Русская канарейка. Желтухин - читать онлайн книгу. Автор: Дина Рубина cтр.№ 63

читать книги онлайн бесплатно
 
 

Онлайн книга - Русская канарейка. Желтухин | Автор книги - Дина Рубина

Cтраница 63
читать онлайн книги бесплатно

Первый цикл ее рассказов (как сама она именовала свои снимки) назывался «Ветер апортовых садов».

С него, собственно, и началась судьба ее как фотографа: две работы этого цикла были приняты на престижную фотовыставку в «Кастеевке» (Государственном музее искусств имени Абылхана Кастеева) – успех для начинающего фотографа невероятный, тем более что запечатлено на них было одно и то же, всего лишь перемещение слоев воздуха: белесовато-жемчужного теплого и голубовато-холодного, с кристальной ясностью каждой острой травинки.

Она и передала это движение через травинку: лежала в росе минут сорок, простудилась, кашляла недели две.

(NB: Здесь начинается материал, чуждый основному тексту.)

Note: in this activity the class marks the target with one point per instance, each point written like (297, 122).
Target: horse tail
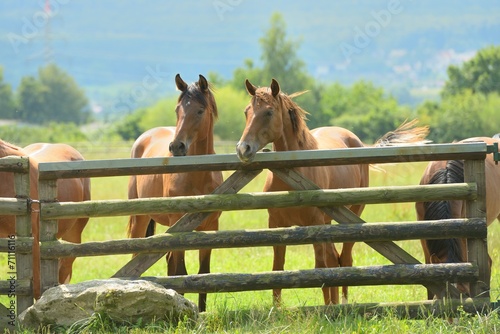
(453, 173)
(407, 133)
(150, 231)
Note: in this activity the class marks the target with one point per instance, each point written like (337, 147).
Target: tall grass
(244, 312)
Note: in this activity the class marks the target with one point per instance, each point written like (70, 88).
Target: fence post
(49, 269)
(477, 249)
(24, 261)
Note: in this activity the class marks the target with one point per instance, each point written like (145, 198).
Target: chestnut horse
(193, 135)
(273, 117)
(68, 190)
(443, 172)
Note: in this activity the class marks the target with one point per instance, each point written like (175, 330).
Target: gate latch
(494, 150)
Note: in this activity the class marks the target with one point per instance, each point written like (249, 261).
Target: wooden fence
(17, 284)
(405, 270)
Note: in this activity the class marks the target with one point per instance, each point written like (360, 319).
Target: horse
(452, 171)
(273, 117)
(193, 135)
(68, 190)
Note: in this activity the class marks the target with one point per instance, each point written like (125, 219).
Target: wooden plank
(259, 200)
(47, 192)
(24, 260)
(417, 310)
(290, 159)
(397, 274)
(477, 248)
(342, 215)
(23, 245)
(140, 263)
(13, 206)
(23, 288)
(454, 228)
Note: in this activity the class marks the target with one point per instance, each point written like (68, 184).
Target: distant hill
(126, 53)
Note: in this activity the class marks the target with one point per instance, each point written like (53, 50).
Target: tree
(52, 97)
(281, 62)
(31, 100)
(364, 109)
(481, 74)
(7, 104)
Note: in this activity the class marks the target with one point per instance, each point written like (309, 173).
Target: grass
(245, 312)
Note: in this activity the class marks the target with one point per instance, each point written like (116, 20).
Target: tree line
(468, 104)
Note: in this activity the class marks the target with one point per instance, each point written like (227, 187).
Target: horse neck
(7, 149)
(291, 140)
(205, 145)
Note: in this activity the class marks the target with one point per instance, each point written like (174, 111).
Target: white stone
(121, 300)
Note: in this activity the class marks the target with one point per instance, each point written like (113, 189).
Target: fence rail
(379, 236)
(19, 244)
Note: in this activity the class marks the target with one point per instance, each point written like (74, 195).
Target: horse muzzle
(178, 148)
(245, 151)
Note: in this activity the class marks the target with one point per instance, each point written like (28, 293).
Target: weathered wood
(23, 245)
(259, 200)
(188, 222)
(342, 215)
(421, 310)
(477, 248)
(399, 274)
(455, 228)
(47, 192)
(290, 159)
(24, 259)
(23, 287)
(12, 206)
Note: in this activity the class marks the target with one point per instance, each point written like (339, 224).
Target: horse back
(68, 190)
(153, 143)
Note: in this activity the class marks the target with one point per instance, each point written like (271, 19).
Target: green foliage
(481, 74)
(281, 62)
(364, 109)
(230, 104)
(52, 97)
(160, 114)
(7, 104)
(462, 116)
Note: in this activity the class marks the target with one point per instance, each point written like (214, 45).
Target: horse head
(264, 123)
(196, 111)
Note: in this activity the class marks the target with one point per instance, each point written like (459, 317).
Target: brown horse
(272, 117)
(68, 190)
(193, 135)
(443, 172)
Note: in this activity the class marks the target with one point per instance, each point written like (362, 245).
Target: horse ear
(203, 83)
(181, 85)
(250, 88)
(434, 259)
(275, 87)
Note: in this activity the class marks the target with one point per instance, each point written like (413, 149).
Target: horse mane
(206, 99)
(4, 145)
(452, 173)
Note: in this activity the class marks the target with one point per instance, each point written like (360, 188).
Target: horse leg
(74, 235)
(346, 261)
(427, 258)
(204, 258)
(332, 261)
(278, 264)
(320, 262)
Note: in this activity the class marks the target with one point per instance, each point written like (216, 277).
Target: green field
(247, 260)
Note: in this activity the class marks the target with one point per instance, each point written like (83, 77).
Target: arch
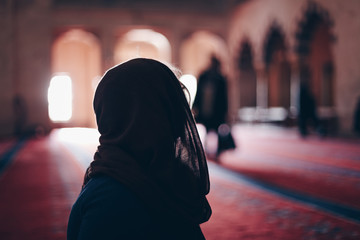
(142, 43)
(77, 53)
(196, 51)
(314, 43)
(277, 69)
(247, 76)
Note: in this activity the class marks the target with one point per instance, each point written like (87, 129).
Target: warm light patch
(190, 83)
(60, 98)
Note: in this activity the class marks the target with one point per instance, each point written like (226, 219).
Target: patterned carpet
(274, 186)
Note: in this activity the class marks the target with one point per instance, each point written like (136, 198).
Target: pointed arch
(77, 53)
(143, 42)
(314, 48)
(247, 75)
(277, 68)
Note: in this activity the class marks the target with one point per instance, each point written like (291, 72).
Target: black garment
(211, 103)
(149, 143)
(107, 210)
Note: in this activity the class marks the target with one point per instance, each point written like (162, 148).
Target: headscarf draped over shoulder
(149, 141)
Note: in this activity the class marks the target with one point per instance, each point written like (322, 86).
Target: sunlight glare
(190, 83)
(60, 98)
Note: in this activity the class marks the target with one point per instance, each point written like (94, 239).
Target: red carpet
(43, 180)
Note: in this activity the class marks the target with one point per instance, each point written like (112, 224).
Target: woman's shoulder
(103, 187)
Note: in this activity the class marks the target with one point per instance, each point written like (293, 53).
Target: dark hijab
(149, 141)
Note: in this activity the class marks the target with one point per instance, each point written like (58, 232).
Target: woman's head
(138, 105)
(149, 139)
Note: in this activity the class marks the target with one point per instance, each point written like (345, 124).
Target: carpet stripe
(340, 210)
(9, 155)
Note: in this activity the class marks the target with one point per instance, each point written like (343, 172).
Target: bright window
(60, 98)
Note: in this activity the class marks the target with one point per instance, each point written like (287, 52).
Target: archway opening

К тому времени (отец договорился) ей в газете перепадали задания – сначала мелкие, вроде съемки-репортажа с какого-нибудь нудного детского праздника, потом кое-что посерьезнее. К фоторепортажу требовалось писать по нескольку предложений: кто, что, по какому случаю. Она и писала: пространно, не слишком подсчитывая слова, вставляя свои замечания. Вскоре выяснилось, что у девочки неплохой стиль – легкий и внятный, с хорошо упрятанной иронией. Ее заметки и репортажи нравились главному, и он все больше ее нагружал, так что Илья даже беспокоился – не повредит ли школьным занятиям эта беготня с дальнейшим просиживанием в сарае.

Между тем он с наслаждением выслушивал и просматривал весь забавный улов, который дочь притаскивала к вечеру и вываливала перед ним из своего трала: все сценки и странные личности – все, что сама называла «типажным материалом».

– Завтра наделаю пробников с одной клевой тетки. Я ее давно приметила. Это банкетная тетка: маленькая, лицо какое-то мышье, лапки скрюченные, зубов нет. Молчит, внимательно слушает речи-выступления. Потом на фуршете, пока все общаются, ходит-ходит вокруг стола и – цап-царап с тарелок то сырок, то огрызок огурчика… И до-о-олго – невероятно долго! – разжевывает, двигает деснами без остановки, мелет-мелет-мелет. А глазки-бусины мышастые так и рыщут по столу, и вся она, все ее существо – в поиске и жевании. Глаза – отдельно от нижней части лица… Я смотрю, смотрю, бегаю-снимаю, вытаращилась вся, смотрю – не налюбуюсь!

Тут вступала бабушка:

– Чем там любоваться! – негодовала она. – Пожилой человек, неустроенный, больной… Неприлично на такое пялиться!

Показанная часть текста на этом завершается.